Don’t waste it: This is an opportunity to rethink our city’s trash collection system
The city’s trash drop-off system was flawed, but it is a process that, if tweaked, polished, and normalized, could lead us to a better way to deal with waste disposal.

For eight days, Philadelphia’s municipal strike led to unsightly and unsanitary trash piles peppered about the city, where trash had amassed around temporary dumpsters.
The work stoppage by trash collectors and other city employees, which ended Wednesday, also facilitated a surprising and much welcome consequence: In areas where dumpsters weren’t located, we saw considerably cleaner streets.
Similar to Americans in many nonurban areas, Philadelphians were expected to take their trash to designated sites. The mini mountain ranges of refuse that once lined our sidewalks, and we accepted as inevitable, disappeared.
As a result, there were no bags for trash pickers to open, for rodents to rip at, for workers to toss into trucks — sometimes missing, sometimes opening midair and leaving city blocks swirling with debris for days.
Residents at dumpster locations, however, watched their corners overflow with filth.
The city’s stopgap trash drop-off system was flawed, but it is a process that, if tweaked, polished, and normalized, could lead us to a better way to deal with waste disposal.
Long-term success would require more drop-off sites to allow most residents to access one within a quarter mile of their home. Creative visual improvements would need to be made, such as setting dumpsters behind makeshift verdant walls or hidden behind murals. Small stations for the dumpsters could be built on vacant lots.
Recycling would need to be added, and collections would surely need to be increased.
Daily collections, excluding Sundays and holidays, would limit odor. Teaching about composting and providing composting vouchers to low-income households would drastically reduce garbage and the accompanying scent. It is rotting food that creates the stench.
From a financial perspective, the city would save money.
The time, man power, and fuel costs that are needed for municipal workers to stop, one by one, at each of the city’s 750,000 homes are inefficient. We are creating waste to collect waste. The city could assign fewer collectors to designated locations, remove the trash faster, maintain cleaner streets, create fewer traffic jams, and be more economical.
The city could then afford to pay the municipal workers it employs an increased, respectable wage.
For those who are unable to bring their waste to a neighborhood collection site — the elderly, the disabled, anyone in a position of restriction — accommodations could be made through requests to have their address added to a weekly collection route.
An indirect result of this new system would be heightened civic awareness.
Big cities are collections of communities relying on individual responsibility. Rather than mindlessly tossing our trash onto the sidewalk and forgetting about it, we would be forced to each take more action, witness our neighbors doing the same, and be reminded that we thrive when we all contribute. Cleaner sidewalks with fewer rodents — many trying to enter our homes — are incentives worthy of our sacrifice.
Naysayers of this approach will argue that many people won’t be willing to adjust their habits. But with education, fines for noncompliance, and support from the right local leaders and influencers, change is possible.

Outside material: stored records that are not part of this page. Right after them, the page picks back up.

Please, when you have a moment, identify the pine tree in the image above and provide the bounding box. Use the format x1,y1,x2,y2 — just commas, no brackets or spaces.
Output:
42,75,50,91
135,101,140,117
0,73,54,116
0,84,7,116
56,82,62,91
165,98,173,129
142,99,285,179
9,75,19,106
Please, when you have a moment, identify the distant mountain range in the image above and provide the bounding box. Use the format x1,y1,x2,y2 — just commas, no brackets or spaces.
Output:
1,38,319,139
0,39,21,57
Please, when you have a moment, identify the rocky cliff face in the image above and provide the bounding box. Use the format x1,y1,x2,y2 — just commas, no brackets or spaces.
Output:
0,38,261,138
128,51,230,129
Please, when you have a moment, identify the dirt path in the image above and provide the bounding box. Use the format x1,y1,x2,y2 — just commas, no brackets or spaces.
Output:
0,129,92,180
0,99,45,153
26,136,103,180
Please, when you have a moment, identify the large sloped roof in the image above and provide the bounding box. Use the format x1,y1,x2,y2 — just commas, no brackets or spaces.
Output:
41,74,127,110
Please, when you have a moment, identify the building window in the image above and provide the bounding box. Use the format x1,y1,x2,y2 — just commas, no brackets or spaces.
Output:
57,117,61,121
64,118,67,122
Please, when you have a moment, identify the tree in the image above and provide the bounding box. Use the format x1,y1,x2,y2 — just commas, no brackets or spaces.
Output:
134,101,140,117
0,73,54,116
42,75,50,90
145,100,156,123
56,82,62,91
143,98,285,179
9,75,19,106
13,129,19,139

The late Lou Temme, the longtime pastor of Trinity Church near Fitler Square, demonstrated this when he began a weekend recycling program in the late 1980s that drew residents from far away. At that time, a public school recycling and sanitation contest — in which I participated — awakened many of us to how easily we could adapt and change our practices.
Carrying one’s trash a few blocks isn’t ideal, but neither is cleaning up one’s sidewalk each week following collection, or walking along blocks where the trash goes ignored.
Urban planners and city officials should weigh the pros and cons of instituting neighborhood waste drop-off sites, strategizing their size and placement, their economic and environmental impact, and how long and what steps implementation would require. Pilot programs in select zip codes might yield success in one area while revealing challenges in another.
If we can learn from this experience — however messy and odoriferous it’s been — we might be able to create a cleaner, healthier, more efficient, and enjoyable city for everyone.
D.R. Hildebrand was born and raised in Philadelphia. He lives and works in Center City.